At the time of sentencing on 31 July 1992 the applicant was 37 and had no previous convictions. He told the police that he had been a party to a fraud on the liquidator of one of his own companies, changing the number of a company car so that he could continue to use it and defeat the liquidator's claim. He was married with a dependent family. He had started a new business and was working very long hours.
The sentence was, at the time of its imposition, correct. It recognised the serious objective criminality and the favourable subjective features. The Crown accepted that, having regard to the sorry history of the matter since then, it did fall within a class of case described by Gleeson CJ in R v. Sommerville (1995) 36 NSWLR 184 at 189 as "one of those exceptional cases in which by reason of a combination of circumstances following the original sentencing there can be seen to have been miscarriage of justice". The Crown did not oppose the application for leave to appeal out of time; this was a matter for the Court. The Crown took the view that if such leave were granted there should be some adjustment of the original sentence imposed by Judge Bell.
This Court has been provided with a reference by the company which "employs" the applicant as " a owner/driver contractor". This reference speaks highly of his work and his application. The pre-sentence report of 31 July 1992 assessed the applicant as suitable for community service.
As pointed out in the earlier reasons, the applicant has served 42 days in continuous full time custody and one weekend in custody. He is entitled to credits for Christmas and Easter. In the normal course, subject to satisfactory conduct, a person serving periodic detention would not serve much more than about 35-36 days in prison out of a sentence of 12 months periodic detention.
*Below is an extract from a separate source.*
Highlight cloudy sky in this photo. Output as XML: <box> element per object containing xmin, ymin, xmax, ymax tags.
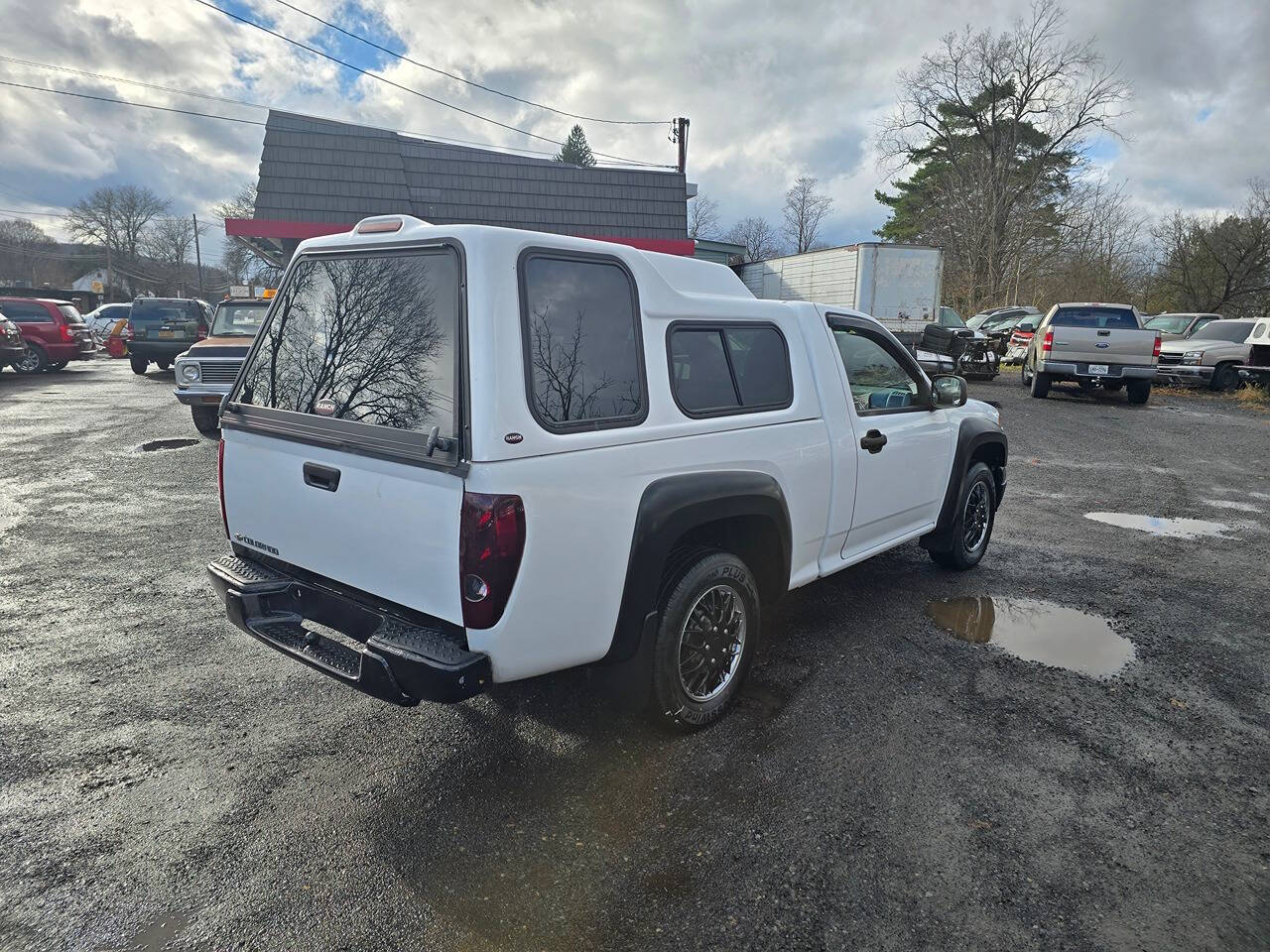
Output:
<box><xmin>0</xmin><ymin>0</ymin><xmax>1270</xmax><ymax>265</ymax></box>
The rest of the sentence would be served on various projects outside prison but under supervision.
Notwithstanding that the applicant has not been convicted of any offences since 31 July 1992 and appears to have worked hard and been a good family man, the gravity of the criminal conduct involved in the receiving does not permit the imposition of a recognisance.
Taking into account the periods already spent in custody and the unfortunate history of this matter, including the delay, the correct sentence is one which will require the applicant to serve 400 hours community service.
Accordingly I propose:
1(a) Leave to appeal against the sentence imposed by Judge H H Bell on 31 July 1992;
(b) Appeal against the sentence imposed by Judge H H Bell allowed;
(c) In lieu of the sentence imposed by Judge H H Bell, remit to a single judge of this Court pursuant to s.12(2) of the Criminal Appeal Act 1912 to finalise the terms of a Community Service Order requiring 400 hours community service; in the event of any difficulty arising as to such an order the matter to be referred back to this Court;
(d) Direct that the matter be dealt with by a single judge on 17 April 1995 at 9.30 am or at such other time as may be appointed by a single judge;
2(a) Leave to appeal from the sentence imposed by Chief Judge Blanch on 20 September 1995;
(b) Appeal allowed. Sentence quashed.